The Eusebius Gallicanus collection consists of seventy-six sermons, originally composed in late-antique Gaul (text in CCSL 101-101B). Some are for holy days; some commemorate saints such as Genesius of Arles, Honoratus of Arles, and Maximus of Riez; others deal with moral issues or questions of doctrine. Most of the sermons appear to have been addressed to lay congregations, but a significant minority was addressed to monks.

The collection gained its name from its attribution in some manuscripts to an (apparently fictional) Eusebius, and until now almost all scholarship on the collection has been concerned with trying to establish its authorship. Lisa Kaaren Bailey’s monograph, Christianity’s Quiet Success, is the first full-length study of the collection and for most of the sermons the first scholarly work to examine them except in relation to the authorship question. Bailey’s opening chapter discusses the function of preaching within the increasingly Christianized society of fifth-century Gaul, and the way in which sermon collections provided material for preachers less able to produce their own. The second chapter discusses the question of authorship, concluding that the sermons (originally the work of several authors from mid- to late-fifth-century Gaul) were assembled and edited by a compiler to provide just such a collection of model sermons to be used or adapted by preachers.

The next three chapters examine the ways in which the sermons address lay congregations, dealing with the attempts of preachers to promote unity within their congregations and civic communities, with their strategies for explaining the Bible and Christian doctrine, and with the ways in which they attempted to counteract sin. Bailey argues that in all these areas a major concern was to create and maintain a sense of community, with the preachers emphasizing consensus, and stressing the unity between themselves and their congregations, rather than claiming a position of leadership (pp. 51–54). Similarly, Bailey characterizes their approach to scriptural exegesis as “controlled, [End Page 778] safe and simple” (p. 73), avoiding the discussion of difficult or potentially controversial passages. When addressing the issue of sin, the sermons avoid confrontation and denunciation: Bailey emphasizes again the ways in which they attempt to find consensus and to shift responsibility for addressing sin to members of the congregation by means of introspection and penance.

In her examination of the sermons addressed to monks (chapter 6), Bailey argues that these share most of the presuppositions of those addressed to lay congregations. As with sermons to the laity, the preachers stress their position within the congregation rather than above it. Any feeling of ascetic superiority is counteracted by emphasis on the greater demands which are made on ascetics because of their religious commitment and the consequent greater danger of failure (a position that owes much to St. John Cassian).

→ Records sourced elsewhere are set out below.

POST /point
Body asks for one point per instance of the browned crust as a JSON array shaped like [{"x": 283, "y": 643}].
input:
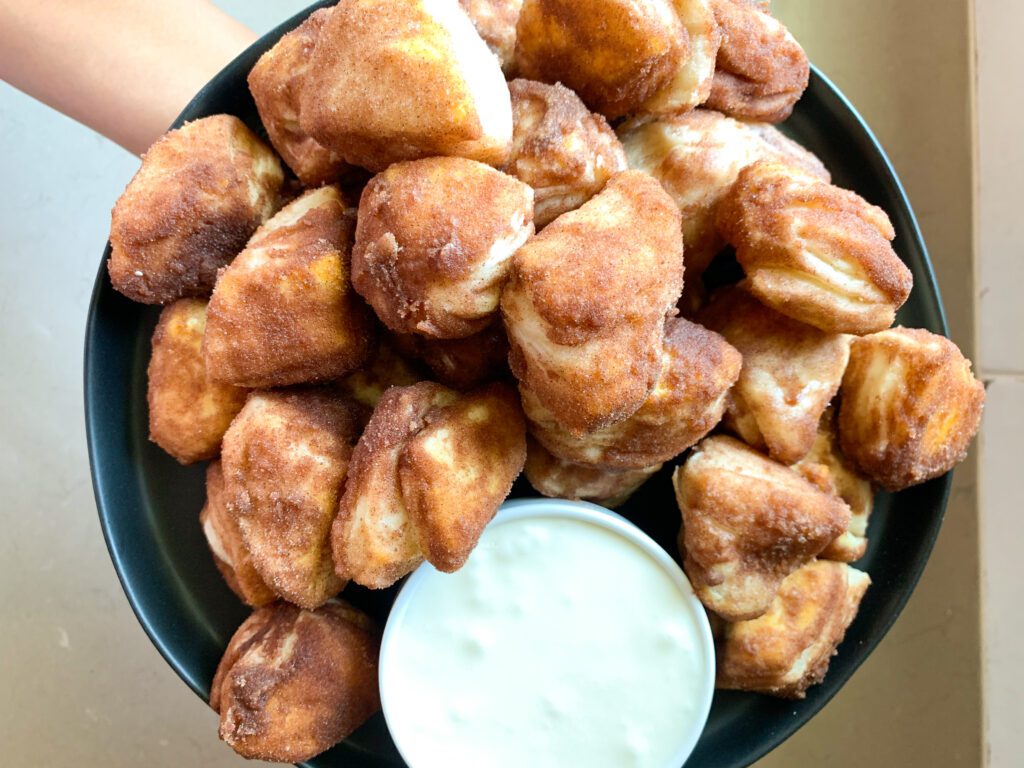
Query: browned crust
[
  {"x": 748, "y": 523},
  {"x": 293, "y": 683},
  {"x": 429, "y": 472},
  {"x": 285, "y": 459},
  {"x": 787, "y": 649},
  {"x": 791, "y": 373},
  {"x": 697, "y": 157},
  {"x": 201, "y": 192},
  {"x": 456, "y": 472},
  {"x": 284, "y": 311},
  {"x": 586, "y": 305},
  {"x": 698, "y": 368},
  {"x": 374, "y": 541},
  {"x": 462, "y": 364},
  {"x": 556, "y": 478},
  {"x": 434, "y": 244},
  {"x": 910, "y": 407},
  {"x": 188, "y": 412},
  {"x": 691, "y": 82},
  {"x": 275, "y": 83},
  {"x": 814, "y": 252},
  {"x": 614, "y": 53},
  {"x": 496, "y": 20},
  {"x": 829, "y": 470},
  {"x": 385, "y": 85},
  {"x": 224, "y": 538},
  {"x": 761, "y": 71},
  {"x": 564, "y": 152}
]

Throughout the book, Bailey illustrates her discussion with abundant translated quotations. She discusses points of comparison with other sermons from the period, focusing particularly on those of St. Augustine and, most of all, St. Caesarius of Arles, whose aggressive, confrontational stance is contrasted with the consensus-based approach of the Eusebius Gallicanus preachers. Simply by providing an exposition of such an important, but hitherto almost ignored, collection of texts, Bailey has provided a service to scholarship. However, her analysis of the sermons and of what they imply about Gallic Christianity, both in secular and monastic settings, is extremely convincing throughout. Her work is a significant expansion of our knowledge of Christianity in late-antique Gaul.